The Problem

A common issue with infrastructure as code, is that it is often possible for someone to go in after deployment and manually change things. I still want to preserve the ability for the infrastructure folks to go in and make emergency changes, but I also want to discourage this practice as much as possible.

To this end, I’ve been using a pattern where any “out of band” changes are alerted to the rest of the team. That way, everyone can be aware there was a change made, and can go back afterwards and follow the standard procedures for the change.

The Infrastructure

My go-to tool for building cloud infrastructure has been Terraform. These configurations consist of a set of git repositories connected to Terraform Cloud (TFC) workspaces. This allows a streamlined workflow for collaborate on and deploy terraform configurations.

In this case, I have used terraform to build the full network topology between our campus network and our cloud providers. This includes on-prem BGP and VPN configurations, Internet2 L3VPN peerings, AWS Direct Connect and Azure ExpressRoute connections, AWS Transit Gateways, Azure hub vNets, and supporting services. There are a lot of components, but it is also a relatively static build that often goes months without any changes.

Drift Detection

Terraform works by storing its “known state” about how the infrastructure it manages is configured. When the configuration (or the real-world status) changes, it will develop a “plan” to bring those resources back into the expected configuration.

Drift detection works be periodically running a “terraform plan”. Terraform reaches out to the API and checks the current status and configuration of all the managed resources. If the real-world status matches the expected configuration, then it reports “No changes. Infrastructure is up-to-date.” If they don’t match, then there has been some drift and it will exit with an error sending an alert to the team.

GitHub Action

In each repository, we add a file to have a plan run daily.

.github/workflows/drift.yaml:

name: Terraform drift

on:
  schedule:
  - cron: 0 0 * * *
jobs:
  plan:
    runs-on: ubuntu-latest
    steps:
    - uses: actions/checkout@v2
    - name: Terraform setup
      uses: hashicorp/setup-terraform@v1
      with:
        cli_config_credentials_token: ${{ secrets.TF_API_TOKEN }}
    - name: Terraform init
      id: init
      run: terraform init
    - name: Terraform plan
      id: plan
      run: terraform plan -no-color -detailed-exitcode

The -detailed-exitcode is important here, as we want it the job to fail if the plan detects any differences between the configuration and the real-world resources.

Terraform API Token

Note the TF_API_TOKEN secret above. This is the token used to authenticate to Terraform Cloud and initiate the plan.

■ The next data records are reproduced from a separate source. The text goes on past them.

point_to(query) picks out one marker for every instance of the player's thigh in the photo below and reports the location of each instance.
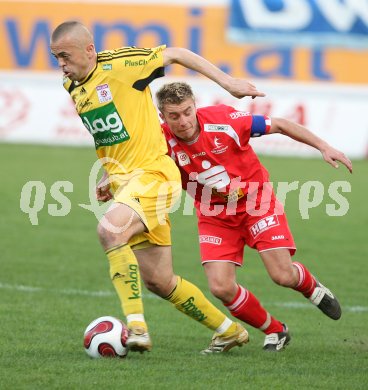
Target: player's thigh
(279, 266)
(219, 272)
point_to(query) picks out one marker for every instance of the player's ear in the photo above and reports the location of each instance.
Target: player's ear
(90, 50)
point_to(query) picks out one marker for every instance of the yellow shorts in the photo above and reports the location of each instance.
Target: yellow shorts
(151, 193)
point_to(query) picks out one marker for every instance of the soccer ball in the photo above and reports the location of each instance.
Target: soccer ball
(106, 337)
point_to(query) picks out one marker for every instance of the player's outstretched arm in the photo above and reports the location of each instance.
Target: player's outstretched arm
(302, 134)
(236, 87)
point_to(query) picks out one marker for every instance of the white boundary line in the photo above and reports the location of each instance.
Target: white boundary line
(87, 293)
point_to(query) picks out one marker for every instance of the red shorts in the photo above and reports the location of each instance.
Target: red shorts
(223, 238)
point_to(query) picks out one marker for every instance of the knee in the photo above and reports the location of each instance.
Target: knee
(108, 238)
(104, 235)
(159, 286)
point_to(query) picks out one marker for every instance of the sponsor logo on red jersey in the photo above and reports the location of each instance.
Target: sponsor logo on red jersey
(210, 240)
(264, 224)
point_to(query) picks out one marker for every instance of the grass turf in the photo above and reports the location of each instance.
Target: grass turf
(54, 281)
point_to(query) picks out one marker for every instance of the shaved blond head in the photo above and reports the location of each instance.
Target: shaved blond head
(74, 31)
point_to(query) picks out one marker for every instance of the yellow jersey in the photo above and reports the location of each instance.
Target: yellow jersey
(115, 104)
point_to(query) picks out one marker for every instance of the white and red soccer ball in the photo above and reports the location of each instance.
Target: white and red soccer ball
(106, 337)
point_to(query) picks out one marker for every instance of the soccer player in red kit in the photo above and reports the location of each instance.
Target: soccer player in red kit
(236, 205)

  1. Log into TFC, and create an API token.

    TFC create API token

  2. Copy the resulting API token.

    TFC copy API token

  3. And add it to the GitHub repo.

    Set new GitHub Secret

This can also be done via the API or with the Github CLI.

$ cat | gh secret set TF_API_TOKEN -r myrepo
RCSrxQEAWW8nLg.atlasv1.pealWFEYK1uHUArZJmLw4cD2RIxyK0pOzDihUqE1PghW1HMxGD60WEOLhnok182PiCc
^D
✓ Set secret TF_API_TOKEN for myorg/myrepo

Actions

Looking at the Actions tab, you can see the result of the runs and drill down to see the details.

GitHub Drift Success

Conclusion

This is a really simple way to get automated feedback for any drift in your terraform-managed infrastructure.

Walk-through

In sharing with the team how this works, I recorded a short video of me getting an alert and finding the cause. This time, it was something innocuous, but it will also detect accidental/intentional manual changes to the infrastructure that may have otherwise gone undetected until there was a bigger problem.

Spoiler: a new attribute was added to a provider, causing terraform to add it to the state file. We should probably pin the provider version in the future to avoid this kind of issue.